A new study from the Harvard Medical School in US found that the ultraviolet (UV) light can affect the body the same way as some illegal drugs.Ewen Roberts/Flickr

The secret has been finally revealed! Scientists have discovered the body mechanism that makes people spend more time under the sun, despite all the health risks involved with it.

A new study from the Harvard Medical School in the US found that the ultraviolet (UV) light can affect the body the same way as some illegal drugs.

David E Fisher and colleagues conducted experiments on mice and found that exposure to UV light produced endorphins in the body, the hormones that are known to make a person calm after physical pain or bring positive attitude or good feeling.

Continuous exposure to sunlight was associated with addictive type of behaviour in the animals. "Our study identified an organic pathway encoded in skin whereby UV radiation causes the synthesis and release of beta-endorphin and produces opiate-like effects, including addictive behavior," lead researcher David E. Fisher, from the Massachusetts General Hospital, said in statement appeared on the Harvard Medical School website. "This provides a potential explanation for the 'sun seeking' behavior that may underlie the relentless rise in most forms of skin cancer."

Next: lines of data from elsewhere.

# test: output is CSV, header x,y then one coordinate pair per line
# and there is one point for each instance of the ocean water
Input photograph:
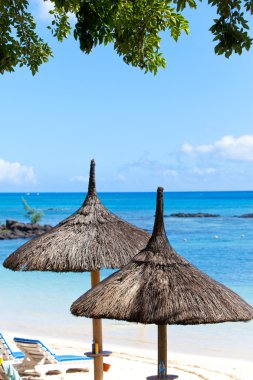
x,y
34,303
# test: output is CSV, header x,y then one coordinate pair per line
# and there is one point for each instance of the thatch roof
x,y
90,239
159,286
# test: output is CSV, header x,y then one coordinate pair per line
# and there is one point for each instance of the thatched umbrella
x,y
159,286
90,239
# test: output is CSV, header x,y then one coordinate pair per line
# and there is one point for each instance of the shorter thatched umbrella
x,y
159,286
90,239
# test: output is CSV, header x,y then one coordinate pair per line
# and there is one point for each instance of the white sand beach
x,y
137,363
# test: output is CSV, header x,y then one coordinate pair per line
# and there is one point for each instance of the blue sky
x,y
188,128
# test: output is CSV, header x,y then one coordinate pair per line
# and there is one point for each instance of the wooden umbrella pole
x,y
162,349
97,334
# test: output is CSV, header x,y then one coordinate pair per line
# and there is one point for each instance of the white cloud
x,y
229,147
80,179
204,171
14,172
121,177
187,148
170,173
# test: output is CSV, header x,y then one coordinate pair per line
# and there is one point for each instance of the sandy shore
x,y
137,363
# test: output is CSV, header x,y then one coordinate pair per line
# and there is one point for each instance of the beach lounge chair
x,y
7,371
7,353
40,360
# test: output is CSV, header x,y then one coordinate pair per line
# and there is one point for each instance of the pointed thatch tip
x,y
92,179
159,223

Countless studies on indoor tanning have shown similar results. People who undergo indoor tanning regularly can accurately tell when they use tanning beds run on non-UV light, the researchers said.

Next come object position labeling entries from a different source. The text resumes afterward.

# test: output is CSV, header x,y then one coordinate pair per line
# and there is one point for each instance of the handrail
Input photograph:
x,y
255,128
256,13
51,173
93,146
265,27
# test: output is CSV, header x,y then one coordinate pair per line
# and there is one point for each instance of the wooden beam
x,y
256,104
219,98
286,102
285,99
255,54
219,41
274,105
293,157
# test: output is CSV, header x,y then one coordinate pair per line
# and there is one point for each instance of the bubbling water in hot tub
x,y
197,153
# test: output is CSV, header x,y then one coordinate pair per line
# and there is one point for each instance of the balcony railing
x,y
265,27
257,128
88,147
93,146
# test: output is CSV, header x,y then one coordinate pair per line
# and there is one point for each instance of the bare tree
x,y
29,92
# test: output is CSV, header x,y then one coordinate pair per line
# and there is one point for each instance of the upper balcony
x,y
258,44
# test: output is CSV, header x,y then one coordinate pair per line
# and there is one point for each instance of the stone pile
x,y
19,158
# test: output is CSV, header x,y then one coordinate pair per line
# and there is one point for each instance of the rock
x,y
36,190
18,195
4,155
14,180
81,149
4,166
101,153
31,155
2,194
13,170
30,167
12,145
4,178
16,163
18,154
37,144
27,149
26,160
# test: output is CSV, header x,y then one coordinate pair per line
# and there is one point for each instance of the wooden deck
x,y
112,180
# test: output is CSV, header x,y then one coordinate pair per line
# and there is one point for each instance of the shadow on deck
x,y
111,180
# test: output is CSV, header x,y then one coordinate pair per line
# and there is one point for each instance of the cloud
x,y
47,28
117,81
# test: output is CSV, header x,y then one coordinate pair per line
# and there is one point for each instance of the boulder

Strengthening the theory, several studies in the past have also shown that intake of an opioid blocker led to withdrawal-like symptoms in frequent tanners.

Exposure to the sunlight leads to the production of a protein called POMC, which is involved in the production of pigment melanin and beta-endorphin in the skin.

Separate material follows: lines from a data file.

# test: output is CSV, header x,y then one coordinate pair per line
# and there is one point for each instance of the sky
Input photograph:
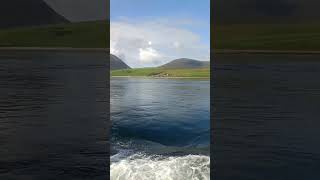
x,y
149,33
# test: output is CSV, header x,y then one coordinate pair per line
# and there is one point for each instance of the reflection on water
x,y
160,127
53,115
266,118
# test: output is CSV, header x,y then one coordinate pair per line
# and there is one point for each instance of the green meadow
x,y
161,72
75,35
303,37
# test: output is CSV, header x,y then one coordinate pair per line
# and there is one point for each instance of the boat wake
x,y
152,167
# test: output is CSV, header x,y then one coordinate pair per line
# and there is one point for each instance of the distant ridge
x,y
17,13
185,63
117,64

During the study, researchers removed some hair from the back of a group of mice. This part of the body was exposed to a daily dose of UV light, equivalent to 20 to 30 minutes of sun exposure in humans, for a period of six weeks. Exposure to UV light was associated with a sudden surge in the levels of beta-endorphin in the animals' blood. Higher production of the chemical in the body was associated with decreased sensitivity in the animals.

The UV light exposed animals showed less response to fluctuations in temperature or to touch. However, skin sensitivity was restored in the animals when the opioid pathway was blocked with a naloxone treatment. It also led to withdrawal –like symptoms in the rodents, including teeth chattering, shaking and trembling.

Findings of the study have been reported in the journal Cell.